The Missouri Breaks 7/10 even though it was only slightly above average, reminded me how good Westerns can be and how much I like watching even mediocre ones. This one would be that were it not for it's two showboating stars (Jack Nicholson and Marlon Brando - two very non-Western actors). Nicholson leads a gang of horse poachers and Brando is the 'regulator' hired to stop them. Nicholson plans and schemes, and slides into a prickly relationship with the rancher's daughter, Brando does grunting and mumbling instead of acting and Little Todd (poor Randy Quaid, always the tragic figure!) - gets drowned in a river.
Open Range 8/10 is another Western along more classic lines but also set in Montana: Kevin Costner (also directing) and Robert Duvall are proper cowboys: honest freegrazers who make the mistake of grazing their cows on grass that's too near to Albus Dumbledore (Michael Gambon). The climactic gunfight is one of the biggest and best in Western (maybe even cinema!) history.
The Quiet American 8/10 is a very good adaptation of a Graham Greene novel starring Michael Caine and (ahem!) Brendan Fraser. It's set in French Indo-China/Vietnam in nineteen fifty something and there's a lot of war, reporting, espionage, old-fashioned politeness and simmering love rivalry going on.
Toy Story 8/10 was always one of my least-liked Pixar films. Andy the kid is a horrid little wretch. I want to throw ALL his toys into the sea then watch him cry. Sid the "bad" child has much more going for him. Woody is a reactionary and a coward and not very likeable or identifiable. I suppose it doesn't help that I don't like Tom Hanks or children at all. The humans look fucked up in this film. And the dog runs funny. The finale is pretty good. I saw a home-made clip on Youtube once that bleeped the "falling" out of Buzz saying "This isn't flying, this is falling with style" and omitted "with style", so it was like, "This isn't flying, this is f*cking!"
Shooting Dogs 9/10 tells the story of the 1994 Rwandan genocide from the point of view of an old missionary priest (John Hurt) and a young English teacher (Hugh Dancy), who are both British.

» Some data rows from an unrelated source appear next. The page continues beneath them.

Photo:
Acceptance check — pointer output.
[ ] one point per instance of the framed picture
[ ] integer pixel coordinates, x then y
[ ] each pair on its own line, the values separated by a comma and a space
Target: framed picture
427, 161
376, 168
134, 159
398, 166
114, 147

Anyone who still thinks that humanity isn't doomed should see this film, Hotel Rwanda or either of the Shake Hands with the Devil adaptations.
The Girlfriend Experience 6/10. This film doesn't have a proper plot. It's "about" very rich people who pay a top-end escort for company and sex. It turns out that such people are all deeply unpleasant after all (QUELLE SURPRISE). She tries to have a "proper" (i.e. not paid for) relationship with a guy who's even more of a dickhead than her clients. Ho-hum!
Tenebrae 5/10: "One is made all the more aware of the director's [Dario Argento] inability to match visual flair with anything worth watching" (Philip Strick, MFB)
Dressed to Kill 6/10 is an unremarkable end to a sometimes great series: Universal's updated Sherlock Holmes films starring Basil Rathbone and Nigel Bruce. It's a feeble story about printing plates being stolen from the Bank of England... and that's all I can remember about it.